Ces achats ne sont encore qu’une petite partie des achats globaux mais c’est une nouvelle tendance et nous n’avions pas assisté à ce phénomène depuis longtemps. Ces dernières années, les entreprises ont essayé de se débarrasser de leurs stocks, pas de les garder.
Mais ce que signifient essentiellement ces agissements est que ces entreprises préfèrent détenir des actifs physiques plutôt que du cash.
Et ce n’est qu’un début. Alors que l’inflation est là et que tout le monde semble la voir, les banquiers centraux des Etats-Unis et de l’Europe semblent ne pas se sentir concernés. Naturellement, ils ont tous les encouragements pour continuer à laisser fonctionner la planche à billets.
Selon les économistes Joshua Aizenman et Nancy Marion, l’inflation a fait la moitié du travail de réduction de la dette gouvernementale américaine : de 1945 à 1973, elle est passée de 122% de l’économie à 25%. Par conséquent, le gouvernement américain étant empêtré dans ses dettes qu’il ne peut jamais rembourser, la solution est de déprécier la monnaie : laisser la planche à billets ronronner et maintenir des taux d’intérêt faibles.

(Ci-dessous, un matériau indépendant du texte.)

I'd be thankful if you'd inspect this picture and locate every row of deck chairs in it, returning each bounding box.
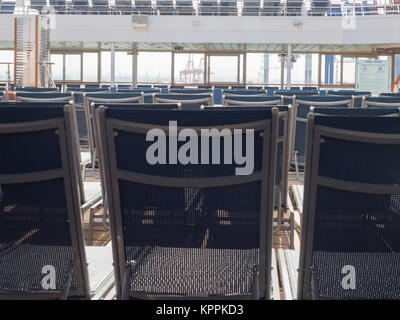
[1,86,400,299]
[1,0,379,16]
[0,98,286,299]
[10,89,292,238]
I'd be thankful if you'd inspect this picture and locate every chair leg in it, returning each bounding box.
[293,151,304,183]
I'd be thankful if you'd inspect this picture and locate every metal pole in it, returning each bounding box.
[111,42,115,88]
[286,44,292,90]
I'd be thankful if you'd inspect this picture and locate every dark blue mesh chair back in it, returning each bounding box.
[313,107,399,116]
[224,96,281,106]
[155,94,212,109]
[299,114,400,300]
[16,92,72,102]
[16,87,58,93]
[364,97,400,108]
[293,97,352,163]
[71,89,109,143]
[274,90,319,97]
[98,107,278,299]
[380,93,400,97]
[86,92,142,101]
[223,89,266,96]
[0,105,88,299]
[169,89,212,94]
[327,91,371,108]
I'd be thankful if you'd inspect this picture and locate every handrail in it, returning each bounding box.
[3,1,399,16]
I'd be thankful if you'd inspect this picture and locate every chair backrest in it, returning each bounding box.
[71,89,109,144]
[363,96,400,108]
[96,107,279,299]
[291,96,352,165]
[83,93,145,159]
[312,107,400,117]
[16,92,72,103]
[0,103,90,299]
[16,87,58,93]
[327,91,371,108]
[223,95,281,106]
[379,92,400,97]
[222,90,267,97]
[169,89,212,95]
[298,113,400,300]
[154,93,214,109]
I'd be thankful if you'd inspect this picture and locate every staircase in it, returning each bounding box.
[14,15,51,88]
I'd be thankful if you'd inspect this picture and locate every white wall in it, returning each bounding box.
[0,14,400,45]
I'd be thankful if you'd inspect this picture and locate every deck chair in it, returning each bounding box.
[175,0,195,15]
[380,92,400,97]
[72,0,90,13]
[70,88,109,145]
[242,0,261,15]
[222,89,267,97]
[49,0,68,13]
[363,96,400,108]
[16,87,59,93]
[327,90,371,108]
[83,92,145,177]
[312,0,330,15]
[0,104,113,299]
[156,0,174,14]
[261,0,281,15]
[12,94,90,176]
[120,88,161,103]
[0,0,15,13]
[154,93,214,109]
[117,84,132,89]
[90,0,111,14]
[15,92,72,103]
[114,0,133,14]
[286,0,303,15]
[198,0,218,15]
[291,107,400,216]
[66,84,82,90]
[290,96,352,177]
[96,107,280,300]
[169,89,213,95]
[134,0,154,14]
[247,86,265,90]
[220,0,237,15]
[29,0,47,11]
[223,95,281,106]
[283,111,400,300]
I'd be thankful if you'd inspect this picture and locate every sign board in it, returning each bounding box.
[355,59,391,95]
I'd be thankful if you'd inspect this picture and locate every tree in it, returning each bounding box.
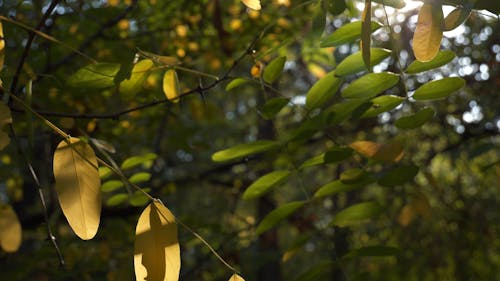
[0,0,499,280]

Naturellement, imprimer tant d’argent peut provoquer de grands accidents monétaires. Comme l’avaient prévenu des économistes autrichiens, le nouvel argent stimule l’investissement mais crée une illusion. C’est comme donner des signes que le réservoir d’essence est plein alors qu’en réalité il est quasiment vide.
Ces politiques d’argent facile ont été à l’origine de la grande bulle immobilière. Les politiques d’argent facile actuelles créeront elles aussi une énorme bulle, qui augure du fiasco de demain.